Steamboat Springs The city's purchase of the Iron Horse Inn for the purpose of providing affordable rental housing is, on its surface, a smart deal. But until taxpayers see a business plan for its successful operation, we're hesitant to offer our full support.
On Tuesday, City Council unanimously approved the $4 million purchase of the two-building hotel just south of downtown Steamboat. The city plans to use certificates of participation to fund the transaction, which comes to about $5.2 million when the planned remodeling work is included. Certificates of participation allow the city to fund the purchase without seeking voter approval.
On Friday, Bob Litzau, the city's interim finance director, said the $5.2 million will be paid off during a 25-year period. When interest is included, the total cost to taxpayers will be $10.75 million. Litzau said those figures were based on estimates and could change if and when the deal is finalized.
The city will establish Steamboat Springs Building Corp., an intermediary that will own the Iron Horse buildings and property. Building Corp. will lease the property to the city. The city will take ownership of the buildings and property after the certificates of participation are paid off.
The Iron Horse Inn will operate as a hotel through this winter. Remodeling will begin next spring, with the units available for tenants by fall 2008.
We think it's a smart purchase for the city in several regards. First, it provides affordable rental housing for city employees, an area of housing severely lacking in Steamboat. Second, it makes it easier for the city to attract and retain quality employees. Third, it gives the city a valuable piece of riverfront property just outside of the downtown corridor. The land could have valuable redevelopment use in the future. One of the most difficult aspects of providing affordable housing in the Steamboat area is securing the land on which to build homes.

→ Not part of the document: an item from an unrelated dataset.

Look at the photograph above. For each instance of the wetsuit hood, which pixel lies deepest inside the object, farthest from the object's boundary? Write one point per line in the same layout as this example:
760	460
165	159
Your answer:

But we're not without concerns. At the top of that list is the absence of a detailed business plan for the ongoing operation of the property and its debt service. Litzau said the city might have to subsidize the purchase from the general fund - to the tune of $150,000 to $200,000 a year - for at least the first few years of city ownership. That could add another $1 million or more to the bottom line.

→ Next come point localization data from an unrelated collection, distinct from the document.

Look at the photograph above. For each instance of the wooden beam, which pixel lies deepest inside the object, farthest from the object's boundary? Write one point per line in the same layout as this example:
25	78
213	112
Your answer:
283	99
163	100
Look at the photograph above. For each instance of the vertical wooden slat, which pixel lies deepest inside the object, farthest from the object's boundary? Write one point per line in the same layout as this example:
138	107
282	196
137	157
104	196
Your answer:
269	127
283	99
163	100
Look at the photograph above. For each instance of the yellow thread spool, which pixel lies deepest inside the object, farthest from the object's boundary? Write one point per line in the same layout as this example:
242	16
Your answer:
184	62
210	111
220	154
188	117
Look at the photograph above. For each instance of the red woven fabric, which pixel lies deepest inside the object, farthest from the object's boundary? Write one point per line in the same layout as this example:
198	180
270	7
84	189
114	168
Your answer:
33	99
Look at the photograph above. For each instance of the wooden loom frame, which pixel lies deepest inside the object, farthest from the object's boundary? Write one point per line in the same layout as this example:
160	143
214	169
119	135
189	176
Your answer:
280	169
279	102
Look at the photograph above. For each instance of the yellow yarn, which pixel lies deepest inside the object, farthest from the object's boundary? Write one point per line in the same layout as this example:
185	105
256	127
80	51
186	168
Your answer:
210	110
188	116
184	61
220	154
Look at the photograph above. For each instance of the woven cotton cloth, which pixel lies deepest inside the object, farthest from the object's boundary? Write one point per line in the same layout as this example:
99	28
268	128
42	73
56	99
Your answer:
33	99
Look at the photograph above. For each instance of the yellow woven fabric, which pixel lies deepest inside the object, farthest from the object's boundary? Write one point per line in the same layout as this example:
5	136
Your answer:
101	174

As we've said before, housing our workforce will happen only when the businesses that rely on those workers make it happen. Some, such as Steamboat Ski and Resort Corp., have successfully taken on such efforts. Should the city not also run itself like a business, particularly when it has enacted ordinances mandating that private developers and business interests provide affordable workforce housing?
"This is one way to put our money where our mouth is," Deputy City Manager Wendy DuBord said. "It's only going to get more expensive. We've probably waited too long to get into workforce-housing mode."
We agree. And if the city can present a business plan that proves this purchase will work, we see no reason not to support it.